Pionnière du développement des énergies renouvelables (EnR) en Europe, dès le début des années 2000, l’Espagne avait vu son bel élan stoppé net par la crise et cinq ans de gel du soutien aux EnR. Le nouveau gouvernement veut inverser la tendance, avec une loi de transition énergétique ambitieuse. Reste à savoir si les députés suivront le sens de l’histoire.
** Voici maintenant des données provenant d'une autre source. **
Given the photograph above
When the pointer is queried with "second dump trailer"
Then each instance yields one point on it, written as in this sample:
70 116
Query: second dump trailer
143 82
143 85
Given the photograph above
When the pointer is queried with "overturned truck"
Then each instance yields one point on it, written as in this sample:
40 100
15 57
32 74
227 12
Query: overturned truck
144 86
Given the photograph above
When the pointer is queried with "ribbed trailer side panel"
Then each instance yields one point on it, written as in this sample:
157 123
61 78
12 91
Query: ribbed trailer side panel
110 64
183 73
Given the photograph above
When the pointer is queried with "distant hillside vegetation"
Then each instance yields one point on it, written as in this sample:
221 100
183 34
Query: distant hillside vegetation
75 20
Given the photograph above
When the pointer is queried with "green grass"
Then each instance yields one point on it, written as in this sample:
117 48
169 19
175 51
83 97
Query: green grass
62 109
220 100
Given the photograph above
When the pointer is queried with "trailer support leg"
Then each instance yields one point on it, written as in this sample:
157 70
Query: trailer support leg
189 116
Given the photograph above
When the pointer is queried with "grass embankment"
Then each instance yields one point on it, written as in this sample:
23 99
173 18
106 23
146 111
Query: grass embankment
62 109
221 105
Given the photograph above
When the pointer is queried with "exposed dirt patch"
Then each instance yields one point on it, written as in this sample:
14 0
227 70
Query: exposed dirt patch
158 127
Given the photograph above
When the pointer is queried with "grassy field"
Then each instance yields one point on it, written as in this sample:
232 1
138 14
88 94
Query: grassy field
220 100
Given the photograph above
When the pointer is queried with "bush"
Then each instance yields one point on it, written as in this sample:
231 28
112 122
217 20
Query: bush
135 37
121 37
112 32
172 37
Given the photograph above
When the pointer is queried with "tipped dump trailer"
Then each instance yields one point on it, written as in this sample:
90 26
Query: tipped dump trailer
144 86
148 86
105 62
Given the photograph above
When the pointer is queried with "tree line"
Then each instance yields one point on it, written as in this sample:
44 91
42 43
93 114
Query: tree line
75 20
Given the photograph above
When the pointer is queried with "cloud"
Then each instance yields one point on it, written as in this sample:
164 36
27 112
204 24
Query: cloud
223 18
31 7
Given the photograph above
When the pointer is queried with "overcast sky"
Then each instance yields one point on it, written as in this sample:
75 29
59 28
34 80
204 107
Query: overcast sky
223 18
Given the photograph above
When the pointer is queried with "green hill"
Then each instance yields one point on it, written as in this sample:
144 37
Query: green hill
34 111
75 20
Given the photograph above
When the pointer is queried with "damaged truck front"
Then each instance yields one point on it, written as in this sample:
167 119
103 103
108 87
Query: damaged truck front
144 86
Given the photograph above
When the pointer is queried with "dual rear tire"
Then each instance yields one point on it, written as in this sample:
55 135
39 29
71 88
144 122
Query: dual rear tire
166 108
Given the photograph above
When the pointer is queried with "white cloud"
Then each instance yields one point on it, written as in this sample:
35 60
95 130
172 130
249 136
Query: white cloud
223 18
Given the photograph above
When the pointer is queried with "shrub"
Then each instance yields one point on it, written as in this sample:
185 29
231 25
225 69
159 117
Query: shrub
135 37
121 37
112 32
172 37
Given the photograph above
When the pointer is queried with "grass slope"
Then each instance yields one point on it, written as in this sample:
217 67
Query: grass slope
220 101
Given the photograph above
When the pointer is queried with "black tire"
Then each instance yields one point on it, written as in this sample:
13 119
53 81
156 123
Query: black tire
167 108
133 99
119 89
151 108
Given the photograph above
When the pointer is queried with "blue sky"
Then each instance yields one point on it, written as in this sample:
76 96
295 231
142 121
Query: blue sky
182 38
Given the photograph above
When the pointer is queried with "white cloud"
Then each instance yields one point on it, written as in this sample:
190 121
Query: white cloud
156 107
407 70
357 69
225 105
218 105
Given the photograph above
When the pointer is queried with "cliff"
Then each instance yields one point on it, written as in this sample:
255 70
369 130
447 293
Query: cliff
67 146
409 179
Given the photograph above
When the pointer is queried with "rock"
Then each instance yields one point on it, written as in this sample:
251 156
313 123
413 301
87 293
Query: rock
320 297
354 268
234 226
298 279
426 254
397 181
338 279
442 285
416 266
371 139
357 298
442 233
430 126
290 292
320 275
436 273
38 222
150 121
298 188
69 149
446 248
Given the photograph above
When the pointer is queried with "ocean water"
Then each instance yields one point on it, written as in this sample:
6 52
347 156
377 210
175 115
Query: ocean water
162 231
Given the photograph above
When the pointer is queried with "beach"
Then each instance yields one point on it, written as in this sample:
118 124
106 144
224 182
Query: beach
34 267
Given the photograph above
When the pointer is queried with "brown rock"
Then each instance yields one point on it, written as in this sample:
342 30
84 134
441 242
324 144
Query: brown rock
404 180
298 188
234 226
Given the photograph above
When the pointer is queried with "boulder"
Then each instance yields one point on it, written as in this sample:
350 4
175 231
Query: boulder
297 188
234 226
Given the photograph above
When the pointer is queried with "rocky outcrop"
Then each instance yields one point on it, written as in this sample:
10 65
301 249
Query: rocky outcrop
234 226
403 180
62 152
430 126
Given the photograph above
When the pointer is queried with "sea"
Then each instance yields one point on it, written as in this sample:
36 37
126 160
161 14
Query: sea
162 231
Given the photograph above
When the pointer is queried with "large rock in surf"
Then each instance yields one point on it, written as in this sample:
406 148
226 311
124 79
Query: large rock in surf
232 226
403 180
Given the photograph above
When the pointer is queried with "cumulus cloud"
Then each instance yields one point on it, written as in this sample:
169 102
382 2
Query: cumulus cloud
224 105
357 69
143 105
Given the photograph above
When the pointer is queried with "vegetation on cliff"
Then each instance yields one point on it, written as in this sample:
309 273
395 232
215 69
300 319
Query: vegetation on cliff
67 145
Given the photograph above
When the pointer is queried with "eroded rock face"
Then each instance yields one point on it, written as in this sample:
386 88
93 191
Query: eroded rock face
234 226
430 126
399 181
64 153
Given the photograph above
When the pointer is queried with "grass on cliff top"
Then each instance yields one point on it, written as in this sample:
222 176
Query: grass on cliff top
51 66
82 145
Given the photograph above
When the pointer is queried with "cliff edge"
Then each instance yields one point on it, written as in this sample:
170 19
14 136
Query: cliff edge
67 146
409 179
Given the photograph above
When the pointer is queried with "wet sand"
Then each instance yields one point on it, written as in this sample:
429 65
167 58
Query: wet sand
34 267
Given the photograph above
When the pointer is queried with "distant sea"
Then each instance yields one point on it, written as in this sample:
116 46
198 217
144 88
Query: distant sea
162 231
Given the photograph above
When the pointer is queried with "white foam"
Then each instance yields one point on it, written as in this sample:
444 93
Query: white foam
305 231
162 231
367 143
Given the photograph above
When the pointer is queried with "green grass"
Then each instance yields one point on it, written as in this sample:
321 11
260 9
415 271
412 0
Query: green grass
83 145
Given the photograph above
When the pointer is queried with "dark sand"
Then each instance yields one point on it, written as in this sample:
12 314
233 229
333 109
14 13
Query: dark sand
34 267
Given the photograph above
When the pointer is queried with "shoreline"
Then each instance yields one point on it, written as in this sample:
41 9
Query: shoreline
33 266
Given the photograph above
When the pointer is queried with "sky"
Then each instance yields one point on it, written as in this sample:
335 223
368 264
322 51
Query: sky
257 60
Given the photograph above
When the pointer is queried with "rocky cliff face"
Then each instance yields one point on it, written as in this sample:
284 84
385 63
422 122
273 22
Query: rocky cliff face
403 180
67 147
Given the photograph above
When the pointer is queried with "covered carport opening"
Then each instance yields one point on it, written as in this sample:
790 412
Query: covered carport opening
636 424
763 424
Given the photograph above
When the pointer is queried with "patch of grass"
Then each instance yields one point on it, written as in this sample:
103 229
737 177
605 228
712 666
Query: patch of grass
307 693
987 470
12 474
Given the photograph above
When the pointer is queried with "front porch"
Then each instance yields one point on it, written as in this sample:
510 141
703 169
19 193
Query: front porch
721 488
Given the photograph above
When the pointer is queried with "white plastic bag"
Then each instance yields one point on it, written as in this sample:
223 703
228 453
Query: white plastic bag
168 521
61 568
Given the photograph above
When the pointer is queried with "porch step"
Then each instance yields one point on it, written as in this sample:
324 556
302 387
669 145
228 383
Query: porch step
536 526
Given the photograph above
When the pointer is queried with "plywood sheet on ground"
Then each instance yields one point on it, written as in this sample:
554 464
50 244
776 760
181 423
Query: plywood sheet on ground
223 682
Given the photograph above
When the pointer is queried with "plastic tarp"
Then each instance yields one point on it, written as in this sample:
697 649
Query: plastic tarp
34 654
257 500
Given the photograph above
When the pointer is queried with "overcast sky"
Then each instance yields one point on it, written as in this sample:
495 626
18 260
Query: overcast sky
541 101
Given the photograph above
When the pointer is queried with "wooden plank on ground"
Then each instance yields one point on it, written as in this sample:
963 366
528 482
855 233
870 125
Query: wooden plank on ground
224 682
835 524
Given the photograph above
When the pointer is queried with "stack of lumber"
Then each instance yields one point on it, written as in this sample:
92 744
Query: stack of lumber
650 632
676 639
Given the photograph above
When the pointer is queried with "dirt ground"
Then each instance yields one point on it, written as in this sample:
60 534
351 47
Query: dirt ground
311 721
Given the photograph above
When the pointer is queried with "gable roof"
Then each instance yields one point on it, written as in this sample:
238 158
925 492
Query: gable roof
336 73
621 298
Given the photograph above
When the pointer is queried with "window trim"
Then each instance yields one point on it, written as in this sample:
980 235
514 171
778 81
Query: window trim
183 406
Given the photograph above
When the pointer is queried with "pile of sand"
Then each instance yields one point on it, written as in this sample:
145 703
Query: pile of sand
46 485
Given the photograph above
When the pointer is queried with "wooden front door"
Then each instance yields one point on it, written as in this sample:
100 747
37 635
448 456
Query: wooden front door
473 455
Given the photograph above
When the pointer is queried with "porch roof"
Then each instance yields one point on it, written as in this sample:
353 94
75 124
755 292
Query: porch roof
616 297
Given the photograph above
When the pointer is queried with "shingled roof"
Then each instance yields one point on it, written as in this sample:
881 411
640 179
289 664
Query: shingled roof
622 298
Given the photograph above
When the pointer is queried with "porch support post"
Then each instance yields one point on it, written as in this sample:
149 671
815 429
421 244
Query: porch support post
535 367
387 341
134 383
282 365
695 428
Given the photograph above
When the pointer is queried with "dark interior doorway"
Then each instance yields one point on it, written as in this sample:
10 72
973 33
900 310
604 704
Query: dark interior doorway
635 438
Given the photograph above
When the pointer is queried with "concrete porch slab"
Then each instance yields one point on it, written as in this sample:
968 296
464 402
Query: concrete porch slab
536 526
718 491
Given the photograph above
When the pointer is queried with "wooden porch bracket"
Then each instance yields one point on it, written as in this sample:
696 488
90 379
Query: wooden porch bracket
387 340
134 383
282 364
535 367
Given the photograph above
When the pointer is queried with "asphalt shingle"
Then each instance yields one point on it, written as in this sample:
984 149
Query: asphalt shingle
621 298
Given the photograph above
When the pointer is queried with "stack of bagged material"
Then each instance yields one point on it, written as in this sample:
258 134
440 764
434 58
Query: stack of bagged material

L’Espagne est un cas à part dans le développement des EnR en Europe. Le pays possède l’un des plus beaux potentiels du continent, porté par un taux d’ensoleillement record et des vents atlantiques particulièrement puissants. L’énergie solaire pourrait à elle seule suffire à répondre plusieurs fois à la demande en électricité de l’Espagne. Et le gouvernement a souhaité valoriser ce potentiel particulièrement tôt à l’échelle de la planète, puisqu’il a lancé, dès 2000, un Plan de promotion des énergies renouvelables (2000-2010).

L’Espagne, pionnière mondiale des EnR

Grâce à soutien public particulièrement fort, le pays a multiplié les constructions de fermes éoliennes et photovoltaïques : le plan avait fixé pour 2010 un objectif de 30% de renouvelables dans la production d’électricité. Arrivé à la date, cette part atteignait déjà 35% !

Depuis 2009, l’éolien a dépassé le charbon dans la production d’électricité, et est devenu la troisième source d’énergie électrique du pays. L’Espagne est longtemps resté numéro mondial de la puissance éolienne installée, et était solidement arrimé au podium jusqu’au milieu des année 2010.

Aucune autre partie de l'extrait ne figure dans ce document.